In 1989, Mattel apparently wanted a video game hero to promote a new line of action figures, but somehow their request for 'a tough street-fighting vigilante' was interpreted as 'Peter Pan fag with shaved armpits' by Beam Software. I'm not 100% sure about the storyline in this game, but judging by the enemies I'd guess a circus has come to town and gone awry and some guy in a yellow one-piece swimming suit is the only man who can save the day. For some reason, he can only attack in to set ways in each level. In the first level, the techniques at your disposal are the regular punch and a slide kick. In other levels you lose the ability to do this, but suddenly you can use such attacks as 'drop kick', 'body slam' and 'gut knee'. Another is the 'crouch down and ram your head into the nearest crotch' move.

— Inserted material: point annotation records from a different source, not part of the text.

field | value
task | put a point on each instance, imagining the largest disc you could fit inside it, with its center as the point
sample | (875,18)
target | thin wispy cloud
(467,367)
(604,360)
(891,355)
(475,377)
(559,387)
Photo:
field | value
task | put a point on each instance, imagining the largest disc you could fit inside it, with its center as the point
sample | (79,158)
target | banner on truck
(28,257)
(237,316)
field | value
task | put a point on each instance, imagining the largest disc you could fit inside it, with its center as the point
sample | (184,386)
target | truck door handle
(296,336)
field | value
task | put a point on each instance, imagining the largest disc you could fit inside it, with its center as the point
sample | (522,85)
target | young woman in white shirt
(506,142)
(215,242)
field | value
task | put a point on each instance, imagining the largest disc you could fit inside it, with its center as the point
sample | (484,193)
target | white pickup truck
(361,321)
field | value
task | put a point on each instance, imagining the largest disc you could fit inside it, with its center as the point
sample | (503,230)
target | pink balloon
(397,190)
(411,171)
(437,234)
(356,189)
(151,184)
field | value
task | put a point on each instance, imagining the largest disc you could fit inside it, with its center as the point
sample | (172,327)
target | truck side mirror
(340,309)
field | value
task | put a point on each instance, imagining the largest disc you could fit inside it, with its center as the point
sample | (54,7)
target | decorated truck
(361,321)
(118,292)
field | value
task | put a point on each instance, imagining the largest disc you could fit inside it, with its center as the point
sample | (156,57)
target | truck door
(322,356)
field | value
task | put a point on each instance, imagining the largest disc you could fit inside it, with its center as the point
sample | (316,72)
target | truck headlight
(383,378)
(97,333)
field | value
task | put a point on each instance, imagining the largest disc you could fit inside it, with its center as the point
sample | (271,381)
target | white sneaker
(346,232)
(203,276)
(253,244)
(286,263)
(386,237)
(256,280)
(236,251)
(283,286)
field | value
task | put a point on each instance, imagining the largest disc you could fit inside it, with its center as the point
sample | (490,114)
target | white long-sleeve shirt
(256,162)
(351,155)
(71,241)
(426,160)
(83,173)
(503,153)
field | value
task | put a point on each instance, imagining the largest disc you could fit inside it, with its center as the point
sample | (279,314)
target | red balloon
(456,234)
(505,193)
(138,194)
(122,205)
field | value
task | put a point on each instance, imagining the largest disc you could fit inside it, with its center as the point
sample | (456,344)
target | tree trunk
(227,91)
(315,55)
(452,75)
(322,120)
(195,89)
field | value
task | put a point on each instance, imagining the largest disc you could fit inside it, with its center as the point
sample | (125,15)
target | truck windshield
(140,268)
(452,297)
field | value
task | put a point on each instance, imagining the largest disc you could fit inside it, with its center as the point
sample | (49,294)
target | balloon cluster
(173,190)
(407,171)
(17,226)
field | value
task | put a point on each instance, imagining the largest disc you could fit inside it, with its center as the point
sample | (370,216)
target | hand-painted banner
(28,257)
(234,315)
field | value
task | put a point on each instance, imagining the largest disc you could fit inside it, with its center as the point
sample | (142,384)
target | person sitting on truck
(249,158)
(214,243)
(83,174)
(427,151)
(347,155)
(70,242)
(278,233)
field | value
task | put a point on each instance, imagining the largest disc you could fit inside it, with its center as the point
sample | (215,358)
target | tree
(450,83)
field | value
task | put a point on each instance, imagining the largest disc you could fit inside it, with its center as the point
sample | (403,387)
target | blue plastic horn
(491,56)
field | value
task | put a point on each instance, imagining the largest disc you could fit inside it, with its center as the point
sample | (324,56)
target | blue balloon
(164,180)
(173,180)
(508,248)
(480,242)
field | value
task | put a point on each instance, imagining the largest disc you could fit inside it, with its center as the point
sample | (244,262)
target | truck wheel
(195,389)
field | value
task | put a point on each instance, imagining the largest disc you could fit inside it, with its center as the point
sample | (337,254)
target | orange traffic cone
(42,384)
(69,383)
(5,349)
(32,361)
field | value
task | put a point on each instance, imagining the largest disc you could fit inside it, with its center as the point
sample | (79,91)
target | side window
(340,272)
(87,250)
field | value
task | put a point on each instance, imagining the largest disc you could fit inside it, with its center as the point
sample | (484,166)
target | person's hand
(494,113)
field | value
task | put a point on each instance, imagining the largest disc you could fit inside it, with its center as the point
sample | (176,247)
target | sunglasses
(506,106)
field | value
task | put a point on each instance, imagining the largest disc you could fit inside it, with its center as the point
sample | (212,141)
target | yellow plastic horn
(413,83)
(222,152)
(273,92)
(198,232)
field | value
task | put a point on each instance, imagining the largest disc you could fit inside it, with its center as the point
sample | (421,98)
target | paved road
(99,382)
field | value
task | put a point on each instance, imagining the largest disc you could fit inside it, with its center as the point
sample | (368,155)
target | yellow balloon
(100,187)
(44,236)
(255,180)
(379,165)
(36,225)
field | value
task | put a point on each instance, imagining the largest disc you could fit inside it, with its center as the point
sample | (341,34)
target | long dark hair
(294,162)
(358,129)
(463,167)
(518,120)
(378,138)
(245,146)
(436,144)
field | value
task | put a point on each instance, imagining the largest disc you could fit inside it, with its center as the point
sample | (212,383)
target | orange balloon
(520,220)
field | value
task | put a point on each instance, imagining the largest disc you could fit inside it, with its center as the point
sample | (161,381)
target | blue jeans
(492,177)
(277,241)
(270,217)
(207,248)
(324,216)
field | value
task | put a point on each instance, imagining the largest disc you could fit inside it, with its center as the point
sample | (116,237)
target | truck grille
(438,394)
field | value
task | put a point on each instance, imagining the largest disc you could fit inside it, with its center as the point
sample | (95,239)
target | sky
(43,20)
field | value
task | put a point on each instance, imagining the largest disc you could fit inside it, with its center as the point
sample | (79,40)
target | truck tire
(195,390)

More interesting, however, is the 'trip' move, which is used to trip people and to pet dogs. No, seriously. If a dog comes up to you and tries to bite you in the jugular, you can just pet it and it dies.
Be dead! Good boy!
The 'trip' maneuver even has a third function: it lets you fondle people.
This is one of those moments when the graphics designer, project manager or even the damned coffee boy should have stood up and said "Hey guys, it kinda looks like the guy is masturbating that passed-out midget. We better get that fixed." But of course nobody did, and now suddenly the already unconventional hero is also a sexual assaulter and possibly a somnaphiliac or narcophiliac or whatever you're called when you fondle sleeping people.